Compromise needed on Newport Beach fire rings
The complaints of some homeowners about public fire rings in Newport Beach quickly morphed into a draconian proposal by regional air officials to eliminate all of the popular beach bonfire pits in Los Angeles and Orange counties. And though that proposal has since been softened, the new version still calls for removing all the rings in Newport Beach.
Although coastal homeowners shouldn’t have to be continually bombarded by smoke and soot, the South Coast Air Quality Management District has not come up with a persuasive rationale for its recommendation, which so far is generating more heat than light.
The AQMD board is scheduled to vote next week on its most recent proposal, which would ban fire rings within 700 feet of homes — which happens to eliminate all of Newport Beach’s 60 fire rings, as the city wants, but very few in other cities. Although at times the pollution close by the bonfires exceeds short-term standards, an AQMD study found, the exposure to pollutants is reduced by 98% at 700 feet away. But that also means the bonfires are not significant contributors to regional or even local air pollution, past the immediate area.
At the same time, the proposal would do nothing about the portable fire rings and charcoal barbecues that are allowed on or adjacent to affected beaches, or about wood-burning pits on private land. In Newport Beach, the public fire rings would be banned but not the ones that residents might set up on their beachfront patios. Is the problem smoke, or just smoke generated by beach visitors? One resident who asked for the rings to be removed wrote that only several summers after she and her husband moved in did they realize that the people using the fire pits “were NOT people who resided here in Newport Beach but visitors.” Something about this doesn’t smell right, and it’s not the burned marshmallows.
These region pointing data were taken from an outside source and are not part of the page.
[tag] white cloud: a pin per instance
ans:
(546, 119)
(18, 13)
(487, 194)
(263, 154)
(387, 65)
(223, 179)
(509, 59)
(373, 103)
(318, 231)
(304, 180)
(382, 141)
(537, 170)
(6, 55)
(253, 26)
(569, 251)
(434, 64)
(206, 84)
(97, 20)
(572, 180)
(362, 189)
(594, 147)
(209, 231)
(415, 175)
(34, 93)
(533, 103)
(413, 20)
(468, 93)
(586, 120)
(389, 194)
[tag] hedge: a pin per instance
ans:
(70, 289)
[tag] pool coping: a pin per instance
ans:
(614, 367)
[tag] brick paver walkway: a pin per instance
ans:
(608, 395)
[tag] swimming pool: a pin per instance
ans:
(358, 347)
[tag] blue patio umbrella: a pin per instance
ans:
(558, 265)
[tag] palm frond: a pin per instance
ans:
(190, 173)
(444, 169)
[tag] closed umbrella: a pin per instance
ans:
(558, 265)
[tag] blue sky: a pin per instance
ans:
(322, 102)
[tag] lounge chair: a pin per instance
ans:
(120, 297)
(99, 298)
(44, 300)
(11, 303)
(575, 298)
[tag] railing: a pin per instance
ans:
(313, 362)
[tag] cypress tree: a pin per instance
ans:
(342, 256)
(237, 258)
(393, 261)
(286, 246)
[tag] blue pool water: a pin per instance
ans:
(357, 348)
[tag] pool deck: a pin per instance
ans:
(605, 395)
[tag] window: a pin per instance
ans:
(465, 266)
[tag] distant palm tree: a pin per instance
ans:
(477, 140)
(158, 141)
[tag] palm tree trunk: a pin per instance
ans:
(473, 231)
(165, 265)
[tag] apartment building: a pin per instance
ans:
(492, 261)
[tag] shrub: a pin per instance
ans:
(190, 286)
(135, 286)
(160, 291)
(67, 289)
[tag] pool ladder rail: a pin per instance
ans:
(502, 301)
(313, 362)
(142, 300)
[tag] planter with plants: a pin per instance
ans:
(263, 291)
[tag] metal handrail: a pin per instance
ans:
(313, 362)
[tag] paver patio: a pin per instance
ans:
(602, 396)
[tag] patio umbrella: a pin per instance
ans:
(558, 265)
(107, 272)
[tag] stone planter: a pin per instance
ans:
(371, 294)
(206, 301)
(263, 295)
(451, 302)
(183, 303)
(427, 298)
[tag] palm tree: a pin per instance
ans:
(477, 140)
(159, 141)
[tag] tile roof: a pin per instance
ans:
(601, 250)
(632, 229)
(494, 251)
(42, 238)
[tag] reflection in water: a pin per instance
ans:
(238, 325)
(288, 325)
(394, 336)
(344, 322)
The staff of the California Coastal Commission released a report Friday that recommends against allowing Newport Beach to remove its fire rings. The report said the bonfires are a coastal access bonus that provide low-cost recreation by the sea, and that eliminating them in one city would cause more crowding elsewhere. The report also questioned the AQMD’s 700-foot rule, saying a much shorter distance would reduce pollutant levels to nearby homes by 80% to 90% while retaining more of the fire rings.
The Coastal Commission will discuss the issue at a separate meeting next week. But the smartest discussion would be for all the agencies to work out a reasonable compromise, such as a smaller buffer zone, better policing and spreading out the Newport Beach fire rings so that they’re not concentrated in just two spots. And rules that limit public fire rings should also set limits on private fire pits, because where there’s smoke, there’s — well, smoke.